The plaintiffs argue that ALJ review is especially critical because the prior two levels of review are little more than rubber stamps as evidenced by the fact that denials of coverage were reversed at those level of review less than 5% of the time. Meanwhile, at the ALJ review level, “denial of coverage is generally reversed at least half the time.” In addition, it is only at the ALJ level of review that a beneficiary has the right to a live hearing where, e.g., witnesses can be called.  While appellants have the right to “escalate” their appeals to a Medicare Appeals Council (MAC) if the ALJ does not meet his or her 90-day decision deadline, the plaintiffs cite CMS’s own warning that “escalating would deprive the appellant of an oral hearing, would cause the forfeiture of the 90-day deadline for the MAC’s decision-making, and would result in a less well developed record.” Citing 67 Fed. Reg. 69312, 69329 (Nov. 15, 2002).

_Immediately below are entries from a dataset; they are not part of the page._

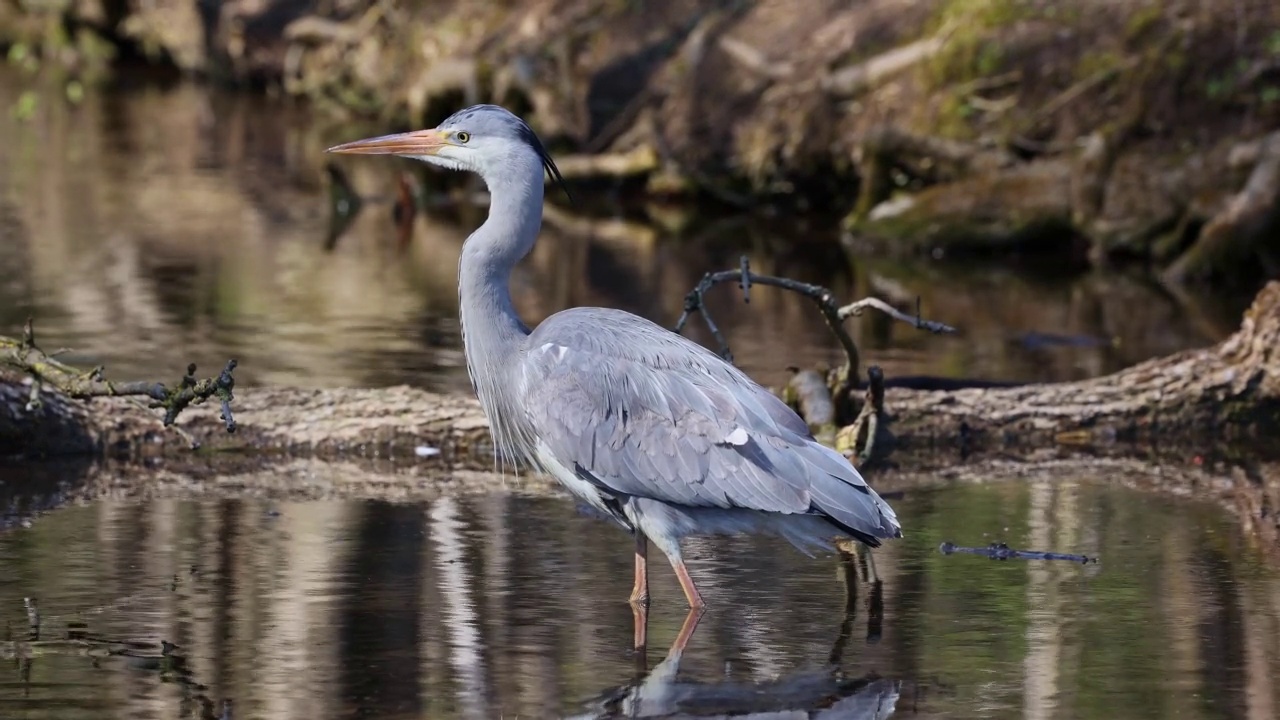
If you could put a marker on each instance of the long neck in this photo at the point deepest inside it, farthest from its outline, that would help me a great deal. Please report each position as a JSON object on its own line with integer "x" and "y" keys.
{"x": 492, "y": 332}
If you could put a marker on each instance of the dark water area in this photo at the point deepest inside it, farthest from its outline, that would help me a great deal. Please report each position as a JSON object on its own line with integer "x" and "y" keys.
{"x": 507, "y": 605}
{"x": 149, "y": 226}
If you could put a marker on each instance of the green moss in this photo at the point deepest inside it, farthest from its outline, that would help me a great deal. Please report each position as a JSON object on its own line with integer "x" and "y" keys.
{"x": 972, "y": 49}
{"x": 1142, "y": 21}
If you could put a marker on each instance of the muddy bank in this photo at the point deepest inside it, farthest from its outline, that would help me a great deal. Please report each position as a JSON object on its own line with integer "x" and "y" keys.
{"x": 1194, "y": 401}
{"x": 938, "y": 126}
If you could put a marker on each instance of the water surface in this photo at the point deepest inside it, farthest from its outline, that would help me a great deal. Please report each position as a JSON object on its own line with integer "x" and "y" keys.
{"x": 150, "y": 226}
{"x": 513, "y": 606}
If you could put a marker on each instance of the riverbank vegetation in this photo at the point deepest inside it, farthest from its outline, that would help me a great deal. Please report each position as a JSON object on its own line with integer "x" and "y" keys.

HHS’s Office of Medicare Hearing and Appeals (OMHA) has previously acknowledged that ALJ appeals exceed the statutorily prescribed time limits and announced earlier in the year a two-year suspension of new ALJ appeal assignments. While that suspension is not supposed to apply to appeals initiated by beneficiaries, it appears from the facts alleged in the complaint that beneficiaries appeals are nonetheless subject to significant delay as well. CMA’s suit is in addition to a suit filed by the American Hospital Association on May 22, 2014 in the U.S. District Court for the District of Columbia also challenging the legality of the ALJ backlog of appeals.

The facts surrounding each of the five beneficiaries’ appeals illustrate the extent of the backlog and the beneficiary health implications of that backlog. One beneficiary filed a request for an ALJ hearing on December 19, 2013 to review a denial of skilled nursing services. Another two beneficiaries requested ALJ hearings, on February 22, 2013, and May 28, 2013, respectively, of denials of coverage for ambulance services they received. A fourth beneficiary requested ALJ review on May 14, 2014, of a denial of Medicare coverage of her stay in an acute rehabilitation unit. None of these beneficiaries have received even an ALJ hearing date as of the date the complaint was filed. The fifth beneficiary filed a request for ALJ review on December 27, 2013, of a denial of coverage for dental services and had an ALJ hearing on July 30, 2014. No decision was issued in his case, however, as of the date the complaint was filed.